Frist im Parkplatz-Schreiben: Was gilt wirklich - und wann verjährt die Forderung?
Private Parkplatzforderungen verjähren in Deutschland regelmäßig nach drei Jahren (§ 195 BGB), gerechnet ab dem Ende des Jahres, in dem der Anspruch entstanden ist und der Betreiber Kenntnis erlangt hat (§ 199 BGB). Die im Schreiben gesetzte Zahlungsfrist ist dagegen keine gerichtliche Frist.

Zahlbar innerhalb von 7 Tagen - solche Fristen erzeugen Druck. Diese Seite ordnet ein, welche Bedeutung eine gesetzte Zahlungsfrist tatsächlich hat, wann private Parkplatzforderungen verjähren und in welchen Situationen Sie sofort handeln sollten.
Die Zahlungsfrist im Schreiben ist keine gerichtliche Frist
Eine Frist, die ein Parkraumbewirtschafter oder ein Inkassobüro in seinem Schreiben setzt, ist eine einseitig gesetzte Zahlungsaufforderung. Wer sie verstreichen lässt, verliert dadurch keine Verteidigungsmöglichkeiten - es können aber Folgen eintreten: Ab Verzug können Mahnkosten und weitere Verzugsfolgen hinzukommen, und der Betreiber kann den nächsten Eskalationsschritt gehen. Die Frist ist also ernst zu nehmen, aber sie ist kein Urteil und kein amtlicher Bescheid.
Verjährung: drei Jahre, gerechnet ab Jahresende
Private Parkplatzforderungen sind zivilrechtliche Ansprüche. Für sie gilt die regelmäßige Verjährungsfrist von drei Jahren. Sie beginnt mit dem Ende des Jahres, in dem der Anspruch entstanden ist und der Betreiber von den maßgeblichen Umständen und der Person des Schuldners Kenntnis erlangt hat oder ohne grobe Fahrlässigkeit hätte erlangen müssen. Ob die Verjährung im konkreten Fall eingetreten, gehemmt oder neu gestartet ist, kann nur eine Einzelfallprüfung klären - etwa weil ein gerichtliches Mahnverfahren die Verjährung hemmt.
Zum Vergleich: Amtliche Verwarnungs- und Bußgeldverfahren folgen völlig anderen, deutlich kürzeren Verfolgungsfristen.
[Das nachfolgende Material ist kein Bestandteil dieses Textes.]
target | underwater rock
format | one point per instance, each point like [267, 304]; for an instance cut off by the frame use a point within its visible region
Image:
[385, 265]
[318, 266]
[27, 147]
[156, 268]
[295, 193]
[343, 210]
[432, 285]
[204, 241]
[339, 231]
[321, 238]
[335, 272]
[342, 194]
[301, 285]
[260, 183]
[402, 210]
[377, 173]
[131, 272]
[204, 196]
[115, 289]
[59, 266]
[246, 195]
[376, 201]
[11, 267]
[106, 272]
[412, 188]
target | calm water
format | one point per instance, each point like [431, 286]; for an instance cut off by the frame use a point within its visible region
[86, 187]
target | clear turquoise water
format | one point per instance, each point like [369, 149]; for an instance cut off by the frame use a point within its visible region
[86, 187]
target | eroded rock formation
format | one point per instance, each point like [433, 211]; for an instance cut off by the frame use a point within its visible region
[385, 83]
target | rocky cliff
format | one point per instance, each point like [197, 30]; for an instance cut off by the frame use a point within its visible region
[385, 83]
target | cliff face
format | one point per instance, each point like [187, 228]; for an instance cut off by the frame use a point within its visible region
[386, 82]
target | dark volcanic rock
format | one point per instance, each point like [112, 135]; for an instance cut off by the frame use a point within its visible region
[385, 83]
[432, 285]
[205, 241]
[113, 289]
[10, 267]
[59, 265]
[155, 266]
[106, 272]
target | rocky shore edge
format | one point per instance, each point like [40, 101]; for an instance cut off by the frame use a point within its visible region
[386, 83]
Der oft zitierte Drei-Monats-Vergleich betrifft amtliche Verfahren - nicht die private Vertragsstrafe.
Red Flags: Hier laufen harte Fristen
- Gerichtlicher Mahnbescheid (gelber Umschlag vom Gericht): Innerhalb der im Bescheid genannten gesetzlichen Frist Widerspruch einlegen, sonst kann ein Vollstreckungsbescheid folgen.
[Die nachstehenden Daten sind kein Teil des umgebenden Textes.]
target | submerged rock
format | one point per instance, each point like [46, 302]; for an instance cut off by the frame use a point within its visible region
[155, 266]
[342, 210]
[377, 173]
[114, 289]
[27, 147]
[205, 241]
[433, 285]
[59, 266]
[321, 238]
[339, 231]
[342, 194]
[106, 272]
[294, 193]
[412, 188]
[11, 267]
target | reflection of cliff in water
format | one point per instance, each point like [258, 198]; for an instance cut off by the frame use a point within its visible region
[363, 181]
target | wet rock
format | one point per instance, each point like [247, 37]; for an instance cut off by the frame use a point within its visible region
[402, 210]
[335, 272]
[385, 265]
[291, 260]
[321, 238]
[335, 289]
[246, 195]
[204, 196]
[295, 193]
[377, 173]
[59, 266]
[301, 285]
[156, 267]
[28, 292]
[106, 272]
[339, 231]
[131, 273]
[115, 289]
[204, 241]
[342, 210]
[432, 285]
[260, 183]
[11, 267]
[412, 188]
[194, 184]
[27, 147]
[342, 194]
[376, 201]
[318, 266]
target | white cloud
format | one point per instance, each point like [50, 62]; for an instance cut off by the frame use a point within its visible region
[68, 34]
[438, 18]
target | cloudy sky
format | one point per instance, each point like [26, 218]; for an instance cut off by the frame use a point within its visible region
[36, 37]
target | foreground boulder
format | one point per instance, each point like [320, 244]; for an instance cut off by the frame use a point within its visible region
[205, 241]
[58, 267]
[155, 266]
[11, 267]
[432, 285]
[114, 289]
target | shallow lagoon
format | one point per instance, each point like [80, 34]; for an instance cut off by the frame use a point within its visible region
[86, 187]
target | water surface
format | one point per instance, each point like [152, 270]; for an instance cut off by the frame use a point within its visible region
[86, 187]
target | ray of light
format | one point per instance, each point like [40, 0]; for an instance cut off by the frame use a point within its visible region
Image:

- Klageschrift: Es gelten gerichtliche Fristen zur Verteidigungsanzeige.
- Vollstreckungsankündigung: Jetzt ist fachliche Hilfe dringend.
In diesen Fällen gilt: nicht abwarten, sondern kurzfristig fachliche Unterstützung einholen. Die Fristen stehen im jeweiligen gerichtlichen Dokument - maßgeblich ist ausschließlich dieses Dokument.
Zusammengefasst
- Schreiben-Frist: Zahlungsaufforderung, ernst nehmen, aber kein Rechtsverlust bei begründeter Prüfung.
- Verjährung: regelmäßig drei Jahre ab Jahresende, Einzelfallprüfung nötig.
- Gerichtspost: sofort handeln.
Diese Seite ist eine allgemeine Information und ersetzt keine Rechtsberatung im Einzelfall.
Häufige Fragen
Wann verjährt eine private Parkplatzforderung?
Es gilt die regelmäßige Verjährungsfrist von drei Jahren. Sie beginnt mit dem Ende des Jahres, in dem der Anspruch entstanden ist und der Betreiber Kenntnis von den maßgeblichen Umständen erlangt hat. Ob sie im konkreten Fall eingetreten ist, klärt nur eine Einzelfallprüfung.
Ist die 7-Tage-Frist im Schreiben rechtlich bindend?
Es ist eine einseitig gesetzte Zahlungsaufforderung, kein Urteil und kein amtlicher Bescheid. Verteidigungsmöglichkeiten gehen dadurch nicht verloren; ab Verzug können aber Mahnkosten und weitere Folgen entstehen.
Was tun bei einem gerichtlichen Mahnbescheid?
Sofort handeln: Innerhalb der im Bescheid genannten gesetzlichen Frist Widerspruch einlegen, sonst kann ein Vollstreckungsbescheid folgen. Holen Sie kurzfristig fachliche Unterstützung ein - maßgeblich ist ausschließlich das gerichtliche Dokument.